Arthur Jones, Jr. is my father. I declare that loudly and proudly. My dad is a very good man. That’s not just my so-not-humble opinion – it also happens to be a fact. My father has taught me more life lessons than I can begin to count. My dad really is the strong, silent type. He’s not perfect. He doesn’t speak just to revel in the sound of his own voice. He’s a man of action. He’s like a black John Wayne. He’s a man’s man.
 
Before I continue, please allow me to extend a Happy Father’s Day wish to every father in this city, this county, this state, this country, this hemisphere, and on this green planet. I join you in saluting your father for who he is and for what he does – whether he’s here on Earth or home in Heaven. If you’re a father – as I am – I tip my hat to you, as well. This is our day. This is the day The Lord has made. Let’s rejoice and be glad in it.
 
It’s so cool that I look exactly like my father. We have the same facial features and expressions. Our height and weight are the same. The way we laugh is virtually identical. I walk just like him. Our voices are pretty close. We both take great care to dress well – although I inherited much of my style sense from him.
 
My father was the enforcer of the rules of our house when I was young. He constantly reminded us of the handful of primary directives my siblings and I were charged with: [1] keep The Lord’s commandments, [2] get the very best education you can, [3] do your daily/weekly chores, [4] respect your elders, [5] establish and maintain a good reputation for yourself, and [6] be ever mindful that life is precious.
 
My father taught me all I needed to know about cleanliness. He’s a veteran of the United States Army. Maybe that has everything to do with it – or nothing to do with it. I’m not sure. Dad inspected my bedroom when I was a kid. If my bed wasn’t made up just so, I would have to do it over until it was right. Dad hated dust, so a can of Pledge was never too far away from my hands. Dad took the time to show me how to shine my own dress shoes to a mirror finish. I use that skill quite frequently even now. My father didn’t believe that cleaning the house was something my mother or my sister was supposed to handle. We all cleaned.
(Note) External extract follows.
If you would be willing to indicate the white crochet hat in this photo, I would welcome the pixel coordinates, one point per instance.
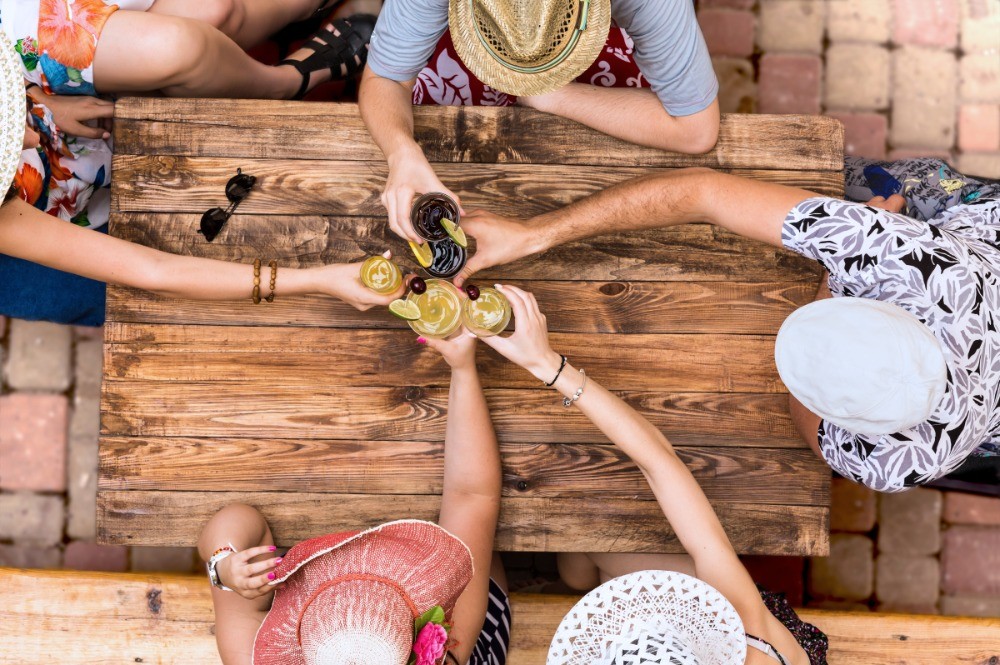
(13, 113)
(652, 617)
(869, 366)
We all did our part.
 
My father taught me all I needed to know about food preparation. He’s a great cook. He can make pretty much anything he wants to eat – and he loved me enough to teach me how to grill, bake, broil, fry, or roast whatever dish or dessert I want. He never considered cooking to be beneath a man. I remember his culinary lessons quite fondly. They were as fun as they were insightful. I didn’t know it at the time, but he was ensuring then that I would eat well later on whether I was single or not.
 
My father taught me all I needed to know about chivalry. He believed that real men opened doors for women, pulled chairs out for them, and picked up every check when dining out. Dad taught me when a lady was out with me, she was under my protection. He taught me to get her home at a decent hour, to walk her to her front door, and to see her safely inside. Once she locked her door, only then could I return to my vehicle. Thanks for making me a gentleman, Dad.
 
My father taught me all I needed to know about sports. He showed my brother and me how to play football, baseball, basketball, badminton, and golf. He taught us the rules, as well as good sportsmanship. We watched many sporting events on television and in person together.
 
Much of what I know about manhood, I learned from him. Dad taught me how to be a man of my word, how to work hard, how to be kind to others, when to speak up, and when to be quiet.
 
My father modeled for me how to be active at church. In my youth, Dad didn’t just send me to church, he came to church with me. To this day, he’s still very active at New Jerusalem Missionary Baptist Church. He loves The Lord, and it shows.
 
My father used to sit me in his lap and read me the newspaper during breakfast. Today, he will read these words during breakfast.
 
I love you, Dad. Thanks for being a man’s man. Hooah!